Industrial processes, such as mining, smelting, and electronics production, generate large amounts of environmental waste that ends up in the soil. These waste products contain toxic metals, which are hazardous to both plants and animals.

Cleaning up contaminated soil is a complicated task. Conventional methods, like transferring soil to a landfill, are expensive and often decrease soil quality. In response to these challenges, scientists and farmers are developing plant-based alternatives for cleaning up soils. A popular method is the use of metal-absorbing plants, called phytoremediation. Treating these plants with growth-promoting microbes can further enhance their growth by improving root development or nutrient availability.

To complement this approach, farmers also use a treatment produced by burning plants under low oxygen, called biochar. Biochar binds to heavy metals in the soil, reducing their toxicity to plants. However, few scientists have studied the combined use of microbes and biochar to remediate soils.  

Researchers in Portugal conducted a plant growth experiment to investigate whether phytoremediation with biochar could be improved by adding microbes. They tested biochar with 2 microbes, the bacterium Pseudomonas reactans EDP28 and the fungus Rhizoglomus irregulare, both known to enhance plant growth. 

The team wanted to know if the soil treatments could reduce copper contamination and improve sunflower growth in mining waste soil. They collected soil from a mine in Portugal that had average copper levels of 1,080 milligrams per kilogram (mg/kg), which is more than 3 times the United States Environmental Protection Agency’s recommendation of 100 to 300 mg/kg. 

The team set up their experiment in a greenhouse with controlled temperature and lighting. They tested 3 microbial treatments, including one with P. reactans bacteria, one with R. irregulare fungi, and one with a mixture of P. reactans and R. irregulare. They mixed the contaminated mining soil with the microbial treatments, then added 5 sunflower seedlings to each pot. They also treated the soils with different doses of 0%, 2.5%, and 5% biochar by weight. They combined each microbial inoculant with each biochar dose for a total of 12 treatments, including 3 treatments with only biochar, 3 treatments with only microbes, and 1 control treatment without biochar or microbes.

After 12 weeks, the researchers evaluated how well the sunflower seedlings grew. First, they measured the green pigment plants use for photosynthesis, called chlorophyll. To do this, they used a machine that shines red and infrared light through the plants’ leaves. They found that adding biochar did not affect the amount of chlorophyll in the plants’ leaves, but the microbial inoculants increased it. The team concluded that the microbes improved the plants’ ability to conduct photosynthesis.

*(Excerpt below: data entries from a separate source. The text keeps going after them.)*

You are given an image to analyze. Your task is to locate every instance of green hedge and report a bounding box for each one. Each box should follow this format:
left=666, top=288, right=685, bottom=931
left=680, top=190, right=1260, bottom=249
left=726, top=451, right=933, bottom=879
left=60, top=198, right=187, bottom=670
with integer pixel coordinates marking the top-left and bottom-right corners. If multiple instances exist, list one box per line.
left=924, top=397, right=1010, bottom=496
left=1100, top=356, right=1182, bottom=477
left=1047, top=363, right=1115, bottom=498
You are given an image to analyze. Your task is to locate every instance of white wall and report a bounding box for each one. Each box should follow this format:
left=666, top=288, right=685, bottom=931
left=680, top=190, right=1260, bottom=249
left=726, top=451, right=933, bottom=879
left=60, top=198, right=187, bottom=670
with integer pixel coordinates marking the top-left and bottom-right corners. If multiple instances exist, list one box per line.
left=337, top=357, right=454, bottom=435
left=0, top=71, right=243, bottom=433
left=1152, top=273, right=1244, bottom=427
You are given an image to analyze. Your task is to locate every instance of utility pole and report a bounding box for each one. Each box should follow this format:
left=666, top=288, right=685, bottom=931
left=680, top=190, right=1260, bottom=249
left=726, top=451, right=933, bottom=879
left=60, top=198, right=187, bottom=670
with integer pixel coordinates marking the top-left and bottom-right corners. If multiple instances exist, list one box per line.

Next, the researchers measured the length of each plant’s roots and shoots using a ruler, and dried the plants in an oven to calculate their total dry weight. They found that biochar additions actually decreased the plants’ growth. Sunflowers grown with 2.5% and 5% biochar had 22% and 26% shorter shoots than those grown without, and 46% and 49% less shoot mass, respectively. 

However, they also found that the microbial inoculants, especially the mix of bacteria and fungi, counteracted the biochar effects and improved plant growth. Compared to plants grown without microbes, the mixed microbial inoculant improved shoot lengths by 48% and 45% and shoot dry biomass by 122% and 137% at 2.5% and 5% biochar, respectively. 

Finally, they dissolved the soil, plant roots, and plant shoots in water and acid to measure their copper concentrations. They put the dissolved samples into a machine with a high-temperature flame to vaporize them, then counted the copper atoms in the vapor using light, a method called flame atomic absorption spectroscopy. 

They found that across all treatments, the plants’ roots had higher copper concentrations than their shoots. The biochar treatments increased the copper concentrations in the roots by 38% on average compared to the control plants grown without biochar. The team noted that these results differed from those of previous researchers, who reported that biochar prevented plant metal uptake. 

However, they also found that the microbes didn’t have a consistent effect on copper concentrations in the plants. The mixed inoculant increased the copper concentrations of the plants’ roots by 51% in the 2.5% biochar treatment, but had no effect in the 5% biochar treatment. 

The researchers concluded that biochar improved the sunflowers’ phytoremediating capabilities by increasing copper accumulation in their roots, but it also reduced their growth. In contrast, the microbes increased the plants’ chlorophyll content, improving both their growth and photosynthesis. The team suggested that future scientists conduct larger-scale field experiments with microbial inoculants and biochar to test real-world applications.